Wound score and complications
ASEPSIS score is a commonly used wound assessment score(18), which consists of an objective wound assessment section, a section on wound treatment, and a section on the consequences of infection. The objective wound assessment part of the ASEPSIS score (19)was used in the current study because the intentions were to only evaluate the clinical appearance of the wound. SBSES score, proposed by Singer et al in 2007(20), is a wound evaluation scale used to measure the cosmetic effect of a wound, including the width, height, color, suture marks, and overall view of the scar. The score of each index is 0 or 1, and the total score is calculated, ranging from 0 (worst) to 5 (best). The ASEPSIS score and the SBSES score were recorded at seven days and one month after the operation. Follow-up was based on the photos taken or on-site observation records. At the same time, the wound complications of the patients in each period were recorded and photographed within one month after the operation.

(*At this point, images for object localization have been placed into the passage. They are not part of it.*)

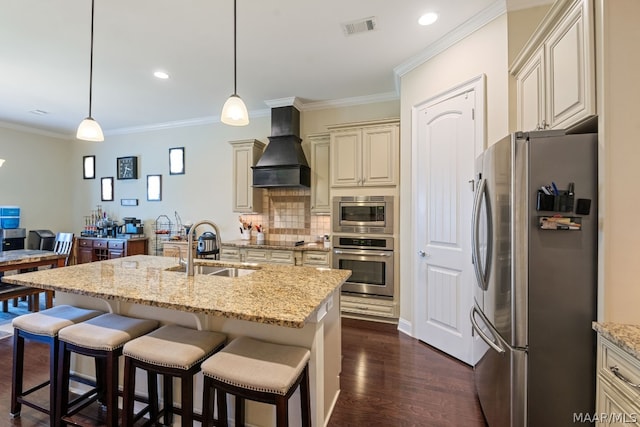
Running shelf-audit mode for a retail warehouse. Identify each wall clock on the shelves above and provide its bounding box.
[117,156,138,179]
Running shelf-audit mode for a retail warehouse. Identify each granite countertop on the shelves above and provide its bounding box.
[0,249,66,266]
[222,239,331,252]
[593,322,640,360]
[4,255,351,328]
[163,239,331,252]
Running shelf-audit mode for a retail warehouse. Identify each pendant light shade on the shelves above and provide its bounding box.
[220,0,249,126]
[76,0,104,142]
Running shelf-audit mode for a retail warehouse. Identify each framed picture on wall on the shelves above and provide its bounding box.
[147,175,162,202]
[82,156,96,179]
[169,147,184,175]
[100,176,113,202]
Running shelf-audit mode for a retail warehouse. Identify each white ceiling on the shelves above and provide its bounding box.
[0,0,546,136]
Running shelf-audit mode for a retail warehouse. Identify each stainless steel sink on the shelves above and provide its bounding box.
[167,265,256,277]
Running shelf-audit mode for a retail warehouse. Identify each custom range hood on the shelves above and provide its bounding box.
[253,105,311,188]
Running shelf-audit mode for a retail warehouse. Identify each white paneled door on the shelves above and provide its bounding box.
[414,78,482,364]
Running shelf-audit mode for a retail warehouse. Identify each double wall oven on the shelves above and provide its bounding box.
[333,196,394,298]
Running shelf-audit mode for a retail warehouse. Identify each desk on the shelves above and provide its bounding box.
[0,249,66,310]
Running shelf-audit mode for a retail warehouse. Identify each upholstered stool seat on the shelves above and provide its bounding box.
[122,325,227,427]
[201,337,311,427]
[56,313,158,427]
[11,305,102,425]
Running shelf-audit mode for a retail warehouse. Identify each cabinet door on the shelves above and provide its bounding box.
[230,140,264,213]
[516,48,546,131]
[545,1,596,128]
[361,125,399,186]
[308,134,331,214]
[330,129,362,187]
[596,377,640,427]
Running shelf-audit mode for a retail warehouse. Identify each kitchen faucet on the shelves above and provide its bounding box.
[186,219,221,276]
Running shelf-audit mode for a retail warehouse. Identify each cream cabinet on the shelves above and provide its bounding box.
[329,119,400,187]
[229,139,265,213]
[307,133,331,214]
[594,335,640,426]
[511,0,596,131]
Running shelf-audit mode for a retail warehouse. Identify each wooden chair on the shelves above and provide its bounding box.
[53,233,73,265]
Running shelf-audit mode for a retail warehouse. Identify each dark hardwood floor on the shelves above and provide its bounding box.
[329,319,486,427]
[0,319,486,427]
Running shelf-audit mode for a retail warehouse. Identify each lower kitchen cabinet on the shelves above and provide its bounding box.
[76,237,149,264]
[340,294,398,322]
[592,335,640,426]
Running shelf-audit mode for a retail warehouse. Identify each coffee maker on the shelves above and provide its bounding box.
[120,217,144,237]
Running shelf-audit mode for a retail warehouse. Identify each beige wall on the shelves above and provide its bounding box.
[0,128,74,233]
[400,14,509,324]
[596,0,640,324]
[0,100,400,249]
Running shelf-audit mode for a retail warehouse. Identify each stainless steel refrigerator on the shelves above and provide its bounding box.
[471,131,598,427]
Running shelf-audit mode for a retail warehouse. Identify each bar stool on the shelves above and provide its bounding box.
[201,337,311,427]
[122,325,227,427]
[11,305,102,425]
[54,313,158,427]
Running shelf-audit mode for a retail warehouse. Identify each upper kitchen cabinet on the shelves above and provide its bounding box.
[511,0,596,131]
[329,119,400,187]
[307,133,331,214]
[229,139,265,213]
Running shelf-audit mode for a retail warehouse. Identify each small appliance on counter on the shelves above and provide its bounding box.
[120,216,144,237]
[0,228,27,252]
[27,230,56,251]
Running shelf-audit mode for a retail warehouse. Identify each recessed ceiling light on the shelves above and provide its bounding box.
[418,12,438,25]
[153,71,169,80]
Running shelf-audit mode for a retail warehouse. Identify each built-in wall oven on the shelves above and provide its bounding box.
[333,196,393,235]
[333,234,394,298]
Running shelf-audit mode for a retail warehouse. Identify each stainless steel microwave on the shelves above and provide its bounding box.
[333,196,393,234]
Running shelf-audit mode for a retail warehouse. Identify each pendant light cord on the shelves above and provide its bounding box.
[89,0,96,117]
[233,0,238,95]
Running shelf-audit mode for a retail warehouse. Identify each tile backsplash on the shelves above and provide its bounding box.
[238,188,331,242]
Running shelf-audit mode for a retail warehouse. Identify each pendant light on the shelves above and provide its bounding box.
[76,0,104,142]
[220,0,249,126]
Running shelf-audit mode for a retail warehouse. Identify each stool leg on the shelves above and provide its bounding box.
[106,351,119,427]
[122,357,136,427]
[202,375,213,427]
[162,375,173,426]
[181,373,193,427]
[300,364,311,427]
[276,396,289,427]
[51,342,71,427]
[147,371,158,423]
[214,389,229,427]
[11,329,24,418]
[236,396,244,427]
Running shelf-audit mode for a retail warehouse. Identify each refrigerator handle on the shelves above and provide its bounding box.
[471,178,490,291]
[469,305,505,354]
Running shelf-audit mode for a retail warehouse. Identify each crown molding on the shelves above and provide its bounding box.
[393,0,507,92]
[0,121,70,140]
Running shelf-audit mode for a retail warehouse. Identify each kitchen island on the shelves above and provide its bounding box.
[5,255,350,426]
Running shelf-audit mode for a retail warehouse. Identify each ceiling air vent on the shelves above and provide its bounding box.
[342,16,378,36]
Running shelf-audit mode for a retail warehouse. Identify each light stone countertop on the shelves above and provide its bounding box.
[593,322,640,360]
[3,255,351,328]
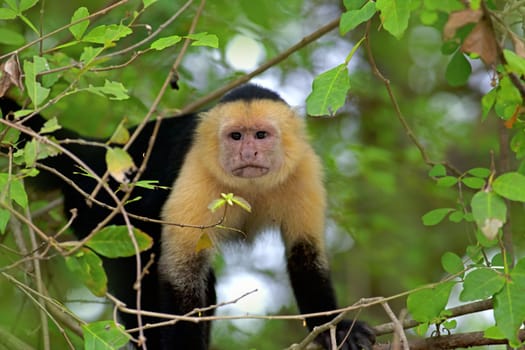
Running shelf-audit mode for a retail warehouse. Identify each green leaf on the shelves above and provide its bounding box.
[142,0,157,9]
[419,10,439,26]
[343,0,368,11]
[467,168,491,179]
[106,147,137,183]
[0,208,11,234]
[422,208,454,226]
[306,64,350,116]
[0,7,16,19]
[423,0,464,13]
[19,0,38,12]
[40,117,62,134]
[492,172,525,202]
[448,210,465,224]
[445,50,472,86]
[428,164,447,177]
[9,179,28,209]
[407,282,455,322]
[150,35,182,51]
[459,268,505,301]
[494,259,525,347]
[339,1,376,35]
[483,326,505,339]
[376,0,410,39]
[80,46,104,65]
[83,80,129,100]
[4,0,20,12]
[82,24,132,47]
[186,32,219,49]
[65,248,108,297]
[109,119,129,145]
[24,56,51,107]
[503,49,525,75]
[82,320,131,350]
[461,177,485,190]
[470,191,507,240]
[69,7,89,40]
[441,252,465,275]
[436,176,458,187]
[494,75,523,120]
[481,88,498,120]
[86,225,153,258]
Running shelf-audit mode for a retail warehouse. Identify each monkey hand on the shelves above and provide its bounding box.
[315,320,376,350]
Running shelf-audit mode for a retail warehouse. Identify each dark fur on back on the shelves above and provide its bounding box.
[219,84,286,104]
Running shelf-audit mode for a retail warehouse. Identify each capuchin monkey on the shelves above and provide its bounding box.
[0,84,375,350]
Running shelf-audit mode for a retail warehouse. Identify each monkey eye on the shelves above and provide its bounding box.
[230,131,242,141]
[255,131,268,140]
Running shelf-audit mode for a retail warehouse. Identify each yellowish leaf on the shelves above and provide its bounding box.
[195,232,213,253]
[106,147,137,183]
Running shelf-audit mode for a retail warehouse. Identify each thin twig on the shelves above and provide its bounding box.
[177,18,339,115]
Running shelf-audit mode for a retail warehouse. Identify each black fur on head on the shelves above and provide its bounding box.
[219,84,286,103]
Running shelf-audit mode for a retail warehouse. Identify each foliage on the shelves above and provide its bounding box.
[0,0,525,349]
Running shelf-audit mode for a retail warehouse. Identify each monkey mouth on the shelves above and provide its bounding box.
[232,164,270,178]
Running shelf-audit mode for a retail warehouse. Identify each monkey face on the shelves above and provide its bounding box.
[220,123,283,178]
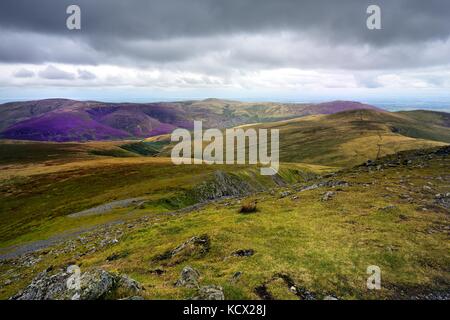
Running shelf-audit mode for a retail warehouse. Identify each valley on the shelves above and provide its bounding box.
[0,100,450,300]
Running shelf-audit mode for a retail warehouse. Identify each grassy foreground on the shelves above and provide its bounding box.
[0,141,450,299]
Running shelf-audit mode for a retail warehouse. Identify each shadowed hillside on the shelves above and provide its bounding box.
[0,99,384,142]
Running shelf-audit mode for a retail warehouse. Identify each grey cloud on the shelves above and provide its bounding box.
[78,69,97,80]
[13,68,34,78]
[0,0,450,71]
[38,65,75,80]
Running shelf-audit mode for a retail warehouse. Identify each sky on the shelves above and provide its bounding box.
[0,0,450,109]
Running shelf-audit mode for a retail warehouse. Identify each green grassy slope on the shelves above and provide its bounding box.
[0,146,450,299]
[154,110,450,167]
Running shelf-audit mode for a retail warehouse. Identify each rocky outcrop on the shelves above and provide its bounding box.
[11,269,144,300]
[175,266,200,288]
[193,171,260,202]
[153,234,211,264]
[192,286,225,300]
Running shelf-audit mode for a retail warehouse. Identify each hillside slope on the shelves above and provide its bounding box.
[154,110,450,167]
[0,147,450,300]
[0,99,384,142]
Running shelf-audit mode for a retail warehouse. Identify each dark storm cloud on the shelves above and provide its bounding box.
[0,0,450,68]
[38,65,75,80]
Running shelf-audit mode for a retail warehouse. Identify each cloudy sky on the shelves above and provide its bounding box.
[0,0,450,105]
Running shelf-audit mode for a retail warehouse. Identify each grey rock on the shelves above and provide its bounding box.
[175,266,200,288]
[192,285,225,300]
[322,191,334,201]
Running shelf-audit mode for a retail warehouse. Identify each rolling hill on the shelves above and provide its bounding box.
[152,109,450,167]
[0,99,384,142]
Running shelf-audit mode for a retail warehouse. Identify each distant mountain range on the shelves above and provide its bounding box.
[0,99,382,142]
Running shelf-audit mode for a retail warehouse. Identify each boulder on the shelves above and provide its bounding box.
[10,269,143,300]
[175,266,200,288]
[192,285,225,300]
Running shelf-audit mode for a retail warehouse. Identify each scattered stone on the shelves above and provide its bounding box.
[150,268,166,276]
[175,266,200,288]
[233,249,255,257]
[380,205,397,211]
[239,200,258,213]
[153,234,211,263]
[321,191,335,201]
[11,269,143,300]
[231,271,242,282]
[119,296,145,300]
[116,275,145,295]
[106,251,129,261]
[280,191,291,198]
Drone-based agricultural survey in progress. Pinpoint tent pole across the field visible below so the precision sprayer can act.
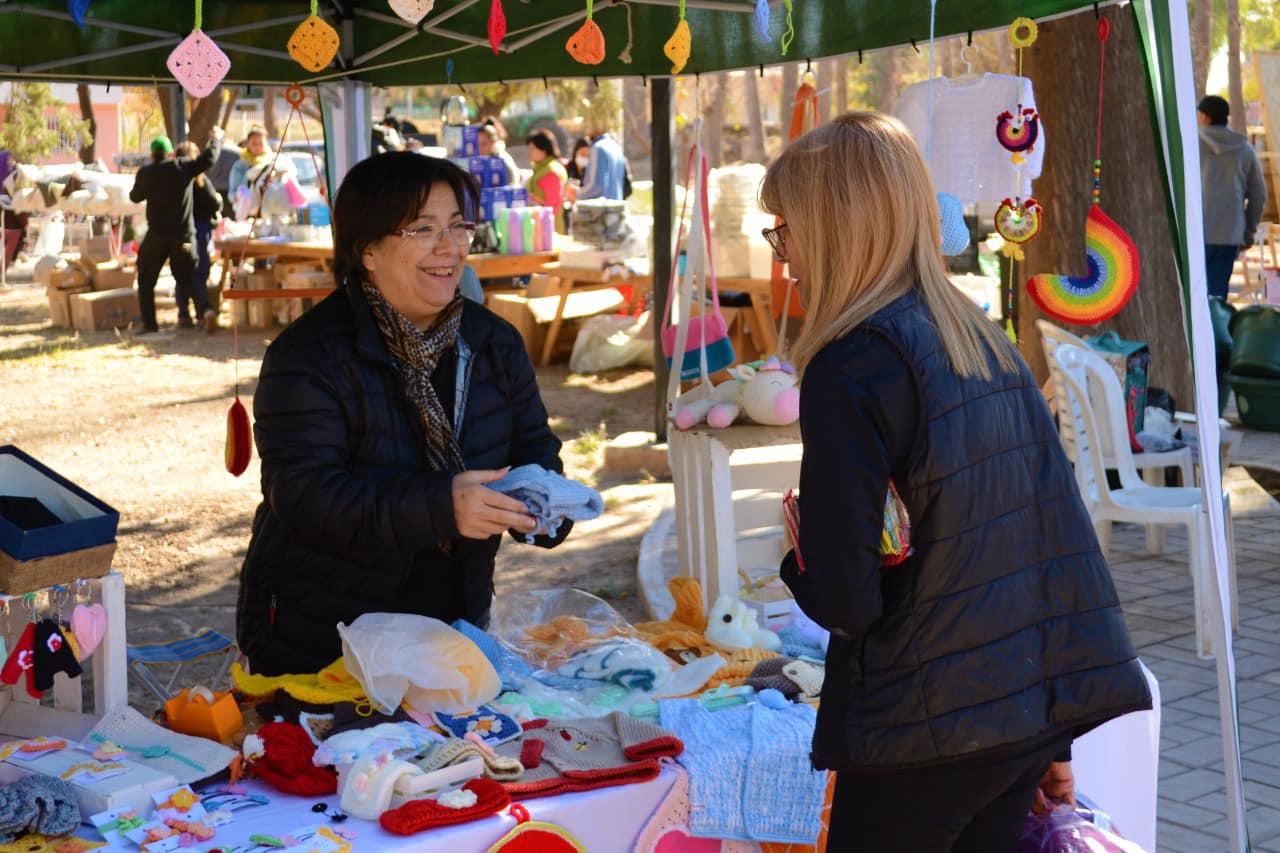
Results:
[168,83,187,145]
[649,77,676,442]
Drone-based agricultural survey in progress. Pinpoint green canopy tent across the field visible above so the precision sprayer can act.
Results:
[0,0,1248,852]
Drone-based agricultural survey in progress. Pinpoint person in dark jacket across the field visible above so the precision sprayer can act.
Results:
[1196,95,1267,300]
[174,142,223,334]
[762,113,1151,853]
[129,127,223,336]
[237,151,571,675]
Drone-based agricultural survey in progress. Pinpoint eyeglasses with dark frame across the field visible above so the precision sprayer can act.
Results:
[760,223,787,264]
[396,222,479,248]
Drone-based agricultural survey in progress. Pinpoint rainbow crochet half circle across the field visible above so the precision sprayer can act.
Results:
[1027,205,1142,325]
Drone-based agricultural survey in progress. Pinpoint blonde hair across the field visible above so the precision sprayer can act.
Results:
[760,113,1019,379]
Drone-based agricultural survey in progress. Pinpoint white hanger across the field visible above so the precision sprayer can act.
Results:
[951,45,982,83]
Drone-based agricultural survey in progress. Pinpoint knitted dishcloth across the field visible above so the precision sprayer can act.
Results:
[378,777,511,835]
[0,775,81,843]
[498,711,684,799]
[410,738,525,783]
[658,699,827,844]
[232,657,369,704]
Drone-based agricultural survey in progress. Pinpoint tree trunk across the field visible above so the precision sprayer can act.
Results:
[703,72,728,169]
[187,86,223,147]
[832,56,849,115]
[1226,0,1248,133]
[1192,0,1213,97]
[1015,9,1194,410]
[742,70,767,163]
[76,83,97,163]
[778,63,800,134]
[262,86,280,140]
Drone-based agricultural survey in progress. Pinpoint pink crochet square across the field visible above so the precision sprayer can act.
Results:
[165,29,232,97]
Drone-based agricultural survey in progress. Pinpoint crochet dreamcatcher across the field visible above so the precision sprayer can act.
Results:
[1027,18,1142,325]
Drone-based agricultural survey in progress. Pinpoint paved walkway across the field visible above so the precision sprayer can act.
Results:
[1111,458,1280,853]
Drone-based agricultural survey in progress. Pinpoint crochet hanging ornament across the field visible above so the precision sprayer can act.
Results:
[387,0,435,26]
[564,0,604,65]
[662,0,694,74]
[165,0,232,97]
[288,0,340,73]
[1027,18,1142,325]
[486,803,586,853]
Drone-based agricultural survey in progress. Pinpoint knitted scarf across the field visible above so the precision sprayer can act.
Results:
[364,282,466,471]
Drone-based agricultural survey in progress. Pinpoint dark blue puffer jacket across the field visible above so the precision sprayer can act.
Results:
[783,291,1151,770]
[236,275,572,675]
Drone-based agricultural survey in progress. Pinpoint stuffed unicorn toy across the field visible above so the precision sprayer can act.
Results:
[676,357,800,429]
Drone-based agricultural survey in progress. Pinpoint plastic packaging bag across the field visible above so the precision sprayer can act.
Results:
[1018,806,1144,853]
[568,311,653,373]
[338,602,499,713]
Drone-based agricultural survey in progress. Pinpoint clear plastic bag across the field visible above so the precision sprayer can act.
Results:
[1018,806,1144,853]
[338,602,499,713]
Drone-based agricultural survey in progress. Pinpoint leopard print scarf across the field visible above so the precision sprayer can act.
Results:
[364,282,466,471]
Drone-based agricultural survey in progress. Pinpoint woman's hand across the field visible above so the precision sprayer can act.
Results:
[1032,761,1075,815]
[453,469,538,539]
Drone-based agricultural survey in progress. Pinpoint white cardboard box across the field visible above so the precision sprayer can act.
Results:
[0,748,178,816]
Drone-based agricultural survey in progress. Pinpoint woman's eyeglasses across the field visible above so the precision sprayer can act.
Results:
[396,222,479,248]
[760,223,787,264]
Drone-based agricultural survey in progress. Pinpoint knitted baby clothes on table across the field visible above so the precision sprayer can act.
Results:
[251,722,338,797]
[488,465,604,543]
[0,775,81,843]
[0,622,41,699]
[498,711,684,799]
[32,619,82,692]
[378,777,511,835]
[658,699,827,844]
[410,738,525,783]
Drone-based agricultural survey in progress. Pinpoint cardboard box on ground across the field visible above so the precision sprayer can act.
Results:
[70,287,141,332]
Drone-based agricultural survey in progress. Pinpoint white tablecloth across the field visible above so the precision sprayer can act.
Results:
[81,770,676,853]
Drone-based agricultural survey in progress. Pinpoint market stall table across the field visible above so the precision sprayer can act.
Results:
[71,768,676,853]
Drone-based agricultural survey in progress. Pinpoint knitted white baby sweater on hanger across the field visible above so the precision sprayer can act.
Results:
[893,74,1044,205]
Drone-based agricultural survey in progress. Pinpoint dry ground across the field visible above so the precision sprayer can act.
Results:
[0,284,669,701]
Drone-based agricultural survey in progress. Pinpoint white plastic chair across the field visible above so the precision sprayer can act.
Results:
[1036,320,1196,555]
[1053,343,1236,657]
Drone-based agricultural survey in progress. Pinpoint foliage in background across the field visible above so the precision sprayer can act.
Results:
[0,83,88,163]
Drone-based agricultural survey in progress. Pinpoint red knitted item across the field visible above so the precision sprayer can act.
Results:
[251,722,338,797]
[378,777,511,835]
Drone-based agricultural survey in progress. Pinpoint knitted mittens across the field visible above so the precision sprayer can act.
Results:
[378,779,511,835]
[251,722,338,797]
[0,775,81,843]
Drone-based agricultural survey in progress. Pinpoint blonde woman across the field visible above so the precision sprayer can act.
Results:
[762,113,1151,853]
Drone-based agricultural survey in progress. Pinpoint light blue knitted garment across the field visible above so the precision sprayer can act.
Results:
[658,699,827,844]
[488,465,604,544]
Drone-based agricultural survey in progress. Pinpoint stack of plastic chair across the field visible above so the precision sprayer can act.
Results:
[1052,343,1236,657]
[1036,320,1196,555]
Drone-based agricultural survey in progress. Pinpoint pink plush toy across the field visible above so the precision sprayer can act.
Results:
[676,357,800,429]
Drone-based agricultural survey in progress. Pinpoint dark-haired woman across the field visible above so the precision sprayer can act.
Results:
[237,152,568,675]
[525,129,568,233]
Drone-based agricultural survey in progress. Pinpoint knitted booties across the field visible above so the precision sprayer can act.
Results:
[378,779,511,835]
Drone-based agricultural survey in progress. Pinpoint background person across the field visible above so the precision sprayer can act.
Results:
[525,129,568,233]
[174,142,223,334]
[760,113,1151,853]
[129,127,223,336]
[236,151,568,675]
[1196,95,1267,300]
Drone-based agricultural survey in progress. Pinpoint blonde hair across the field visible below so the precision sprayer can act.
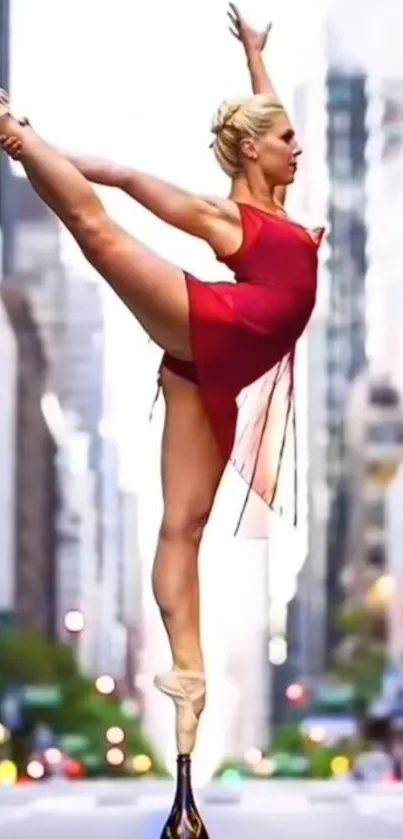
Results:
[211,93,285,178]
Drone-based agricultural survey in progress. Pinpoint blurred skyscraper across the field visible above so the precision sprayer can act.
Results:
[325,65,368,649]
[299,0,403,680]
[0,286,59,637]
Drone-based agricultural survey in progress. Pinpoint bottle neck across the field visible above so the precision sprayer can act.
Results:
[176,755,193,803]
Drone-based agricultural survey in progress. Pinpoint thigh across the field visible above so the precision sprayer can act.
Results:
[80,215,192,360]
[161,367,226,530]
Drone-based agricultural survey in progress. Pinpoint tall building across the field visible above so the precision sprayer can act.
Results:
[0,297,18,627]
[325,66,368,649]
[1,286,59,637]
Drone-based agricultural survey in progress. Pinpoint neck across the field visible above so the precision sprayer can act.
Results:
[175,755,193,804]
[230,174,277,212]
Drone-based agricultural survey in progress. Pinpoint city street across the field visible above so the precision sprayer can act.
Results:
[0,781,403,839]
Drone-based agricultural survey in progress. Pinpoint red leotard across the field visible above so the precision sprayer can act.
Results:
[163,204,323,536]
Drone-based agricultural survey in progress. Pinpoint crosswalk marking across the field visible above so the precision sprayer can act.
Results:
[27,795,98,813]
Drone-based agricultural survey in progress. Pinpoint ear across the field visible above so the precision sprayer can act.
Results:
[239,137,258,160]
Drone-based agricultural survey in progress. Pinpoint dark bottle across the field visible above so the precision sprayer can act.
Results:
[160,755,209,839]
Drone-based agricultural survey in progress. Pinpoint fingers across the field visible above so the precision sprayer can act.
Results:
[0,134,22,160]
[228,26,241,41]
[228,3,242,20]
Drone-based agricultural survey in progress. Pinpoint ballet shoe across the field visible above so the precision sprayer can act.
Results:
[154,670,206,755]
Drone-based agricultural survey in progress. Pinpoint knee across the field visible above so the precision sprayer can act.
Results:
[69,209,108,256]
[160,510,210,546]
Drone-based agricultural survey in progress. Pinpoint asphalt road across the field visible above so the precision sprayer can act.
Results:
[0,781,403,839]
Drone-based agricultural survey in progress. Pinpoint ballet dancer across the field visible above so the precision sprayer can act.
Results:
[0,4,322,755]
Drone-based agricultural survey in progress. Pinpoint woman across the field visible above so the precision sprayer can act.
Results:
[0,4,320,754]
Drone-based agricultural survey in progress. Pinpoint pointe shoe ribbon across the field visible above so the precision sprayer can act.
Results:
[154,670,206,755]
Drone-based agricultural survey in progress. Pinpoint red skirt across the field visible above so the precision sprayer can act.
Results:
[158,274,313,538]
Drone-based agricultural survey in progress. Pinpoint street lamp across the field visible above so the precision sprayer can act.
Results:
[106,725,125,746]
[64,609,85,635]
[95,673,116,696]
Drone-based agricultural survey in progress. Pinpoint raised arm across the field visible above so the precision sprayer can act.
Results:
[228,3,287,206]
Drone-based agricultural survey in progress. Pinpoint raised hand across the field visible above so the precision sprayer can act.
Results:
[0,134,22,160]
[227,3,272,53]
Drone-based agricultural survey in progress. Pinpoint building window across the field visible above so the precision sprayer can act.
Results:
[367,422,403,446]
[366,500,385,530]
[366,545,386,571]
[331,111,351,134]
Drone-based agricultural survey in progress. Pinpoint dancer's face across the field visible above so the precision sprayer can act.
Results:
[244,114,302,186]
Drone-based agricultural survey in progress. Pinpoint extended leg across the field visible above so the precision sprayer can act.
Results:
[0,107,191,360]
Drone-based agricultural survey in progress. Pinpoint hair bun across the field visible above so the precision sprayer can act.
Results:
[211,100,242,136]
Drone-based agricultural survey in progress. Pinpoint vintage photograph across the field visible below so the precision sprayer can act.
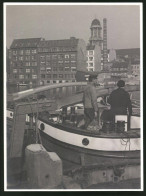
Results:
[3,3,143,191]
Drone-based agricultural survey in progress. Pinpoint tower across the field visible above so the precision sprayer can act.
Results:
[103,18,108,70]
[89,19,102,47]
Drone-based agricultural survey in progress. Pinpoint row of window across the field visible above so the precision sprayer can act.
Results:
[111,73,127,76]
[88,57,94,61]
[40,61,76,66]
[13,74,37,79]
[11,61,37,67]
[132,65,140,69]
[88,63,94,67]
[88,50,94,55]
[111,67,127,71]
[40,54,76,62]
[12,49,37,55]
[13,55,37,61]
[40,67,77,72]
[41,74,75,79]
[38,47,76,52]
[13,69,36,73]
[87,68,94,71]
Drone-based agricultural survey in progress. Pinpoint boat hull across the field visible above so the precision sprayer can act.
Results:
[39,121,140,166]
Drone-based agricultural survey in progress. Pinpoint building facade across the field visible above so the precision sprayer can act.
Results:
[8,37,86,87]
[9,38,43,86]
[38,37,86,85]
[87,45,101,72]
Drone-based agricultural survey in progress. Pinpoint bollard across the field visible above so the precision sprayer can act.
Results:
[25,144,63,189]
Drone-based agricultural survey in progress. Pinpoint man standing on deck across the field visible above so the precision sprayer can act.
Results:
[82,75,98,129]
[108,80,132,116]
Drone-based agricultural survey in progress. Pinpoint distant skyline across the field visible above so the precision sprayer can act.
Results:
[6,3,140,49]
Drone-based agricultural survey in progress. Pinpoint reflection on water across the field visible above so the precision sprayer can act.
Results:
[7,85,140,100]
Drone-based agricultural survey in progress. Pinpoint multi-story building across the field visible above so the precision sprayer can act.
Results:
[131,60,140,78]
[9,38,43,86]
[38,37,86,85]
[116,48,140,63]
[9,37,86,86]
[86,19,102,71]
[110,61,128,81]
[87,45,101,71]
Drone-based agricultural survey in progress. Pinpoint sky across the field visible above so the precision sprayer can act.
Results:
[5,3,141,49]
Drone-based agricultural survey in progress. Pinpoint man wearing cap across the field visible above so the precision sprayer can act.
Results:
[108,80,132,115]
[83,75,98,129]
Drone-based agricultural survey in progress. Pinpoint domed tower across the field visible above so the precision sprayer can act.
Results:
[89,19,102,46]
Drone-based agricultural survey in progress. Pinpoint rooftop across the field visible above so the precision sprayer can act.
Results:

Shower frequency and satisfaction
A questionnaire was developed to conduct the shower frequency and satisfaction survey. One month after the operation, the patients filled the questionnaire based on their actual situation. The questionnaire recorded patients' satisfaction based on eight parameters, including their comfort with dressings, ability to take a shower, pain treatment, doctor visits, length of stay, number of dressing changes, hospitalization costs, and satisfaction with the overall experience. The parameters were all measured in numerical terms, with a score of 0 to 10, and a maximum score of 80.
Data were collected by one of the researchers who was not directly involved in either the experimental design or surgery.
All quantitative data were expressed as mean ±standard deviation. A paired t-test was used to compare the two groups. P < 0.05, was considered to be statistically significant. SPSS25.0 software (SPSS, USA) was used to perform statistical analysis.